13 En het doet grote tekenen, zodat het ook vuur uit den hemel doet afkomen op de aarde, voor de mensen.
I ta druhá šelma koná neuvěřitelné divy, předvede dokonce, že před očima lidí sestoupí oheň z nebe.
14 En verleidt degenen, die op de aarde wonen, door de tekenen, die aan hetzelve toe doen gegeven zijn in de tegenwoordigheid van het beest; zeggende tot degenen, die op de aarde wonen, dat zij het beest, dat de wond des zwaards had, en weder leefde, een beeld zouden maken.
Přikáže jim, aby postavili sochu té smrtelně zraněné a zase uzdravené bestii.

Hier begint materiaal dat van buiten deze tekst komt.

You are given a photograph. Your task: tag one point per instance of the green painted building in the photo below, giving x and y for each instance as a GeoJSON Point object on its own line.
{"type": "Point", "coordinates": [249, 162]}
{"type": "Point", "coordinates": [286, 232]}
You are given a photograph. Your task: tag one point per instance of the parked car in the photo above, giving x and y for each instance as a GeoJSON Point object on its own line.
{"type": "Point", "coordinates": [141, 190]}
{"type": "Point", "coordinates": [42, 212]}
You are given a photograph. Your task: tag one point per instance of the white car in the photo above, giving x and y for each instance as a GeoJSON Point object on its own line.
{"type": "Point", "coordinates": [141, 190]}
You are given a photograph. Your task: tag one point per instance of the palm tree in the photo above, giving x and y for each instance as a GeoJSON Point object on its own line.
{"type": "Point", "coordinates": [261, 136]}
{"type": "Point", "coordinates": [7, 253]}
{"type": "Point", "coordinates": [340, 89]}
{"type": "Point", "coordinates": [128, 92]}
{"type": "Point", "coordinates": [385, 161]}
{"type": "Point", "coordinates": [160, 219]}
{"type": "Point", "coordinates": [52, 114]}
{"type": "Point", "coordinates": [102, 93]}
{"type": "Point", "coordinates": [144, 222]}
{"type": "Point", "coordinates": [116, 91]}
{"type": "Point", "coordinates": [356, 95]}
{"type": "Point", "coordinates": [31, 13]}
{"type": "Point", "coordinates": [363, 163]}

15 En hetzelve werd macht gegeven om het beeld van het beest een geest te geven, opdat het beeld van het beest ook zou spreken, en maken, dat allen, die het beeld van het beest niet zouden aanbidden, gedood zouden worden.
Druhá šelma dokáže i tu sochu oživit, socha promluví a rozkáže pobít všechny, kdo se jí neklanějí.
16 En het maakt, dat het aan allen, kleinen en groten, en rijken en armen, en vrijen en dienstknechten, een merkteken geve aan hun rechterhand of aan hun voorhoofden;
Nutí všechny, malé i velké, bohaté i chudé, otroky i svobodné, aby si na pravé ruce nebo na čele dali udělat její znak,
17 En dat niemand mag kopen of verkopen, dan die dat merkteken heeft, of den naam van het beest, of het getal zijns naams.
takže nikdo nedostane povolení k nákupu a prodeji zboží, kdo nemá znak té šelmy nebo číslo, které ukazuje na její jméno.
18 Hier is de wijsheid: die het verstand heeft, rekene het getal van het beest; want het is een getal eens mensen, en zijn getal is zeshonderd zes en zestig.
Zamyslete se nad tím a sečtěte číslice té šelmy. Je to číslo šest set šedesát šest a značí člověka bez Boha.